Mechanical irritation is itching after direct contact. Aramids cause no irritation for most people, but glass and carbon do. Most fibers have a sizing (often an epoxy or other resin) which can also cause chemical irritation, and this can be mistaken for mechanical irritation.

After cure, fibers become very rigid and may stick out from poorly machined or fractured surfaces. Such surfaces should be handled with care, because it is very easy to get fiber splinters (or "snake-bites").

Gloves should always be worn when handling resins, and these will also protect against fibers in uncured composites. Only heavier gloves will protect against sharp fibers on fracture surfaces.

Dust masks and protective clothing should be worn whenever dust is created (such as while machining). Elastic cuffs will keep dust from getting inside protective suits. Of course, dust removal systems are also important (though shop-vacs can be shorted out by carbon fiber dust).

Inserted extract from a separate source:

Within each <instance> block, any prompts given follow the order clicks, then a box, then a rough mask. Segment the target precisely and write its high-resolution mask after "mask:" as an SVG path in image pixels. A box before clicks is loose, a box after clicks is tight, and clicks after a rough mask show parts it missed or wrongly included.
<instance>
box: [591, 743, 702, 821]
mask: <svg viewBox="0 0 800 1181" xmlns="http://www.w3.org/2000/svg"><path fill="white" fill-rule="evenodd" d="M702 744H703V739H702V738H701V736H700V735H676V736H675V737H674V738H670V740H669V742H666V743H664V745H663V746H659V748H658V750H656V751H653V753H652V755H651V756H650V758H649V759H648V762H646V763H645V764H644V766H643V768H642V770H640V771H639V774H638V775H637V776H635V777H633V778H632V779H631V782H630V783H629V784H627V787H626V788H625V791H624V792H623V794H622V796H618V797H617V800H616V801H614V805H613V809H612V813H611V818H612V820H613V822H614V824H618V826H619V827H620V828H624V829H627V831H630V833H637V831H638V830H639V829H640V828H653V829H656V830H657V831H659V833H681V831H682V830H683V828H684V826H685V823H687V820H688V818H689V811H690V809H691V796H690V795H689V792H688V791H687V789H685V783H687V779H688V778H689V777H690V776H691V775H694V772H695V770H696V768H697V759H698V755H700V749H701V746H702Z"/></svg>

Another factor to consider when working around composites is flammability. We all know that composite materials won’t burn, but the resins used to manufacture them, mold them, and keep them together sometimes will. Even the resins that won’t burn can release noxious or toxic fumes when heated that can range from mildly nauseating to potentially dangerous.

Finally, carbon fibers are electrically conductive. Although this doesn’t pose a direct health hazard, airborne fibers can short out electrical equipment.

Composite materials are not going to go away, and in fact will become even more predominant in aviation in the future. As a technician, you will need to add "chemist" to your list of abilities right alongside "tin bender" if you want to stay competitive.

Composites are here to stay, and as with anything else, you have to work smart and be aware of the potential for injury that exists in working with these materials. Take proper precautions when working with composites, including the use of masks or respirators when necessary. Remember that the sanding dust from composite materials can be irritating to the lungs. Remember that Kevlar splinters can be quite painful, and that the edges of composite materials can be sharp.

Composite materials pose health hazards, both in their uncured and in their cured forms. These hazards, though, shouldn’t scare you away from the materials: with proper precautions, the risks can be minimized and even eliminated.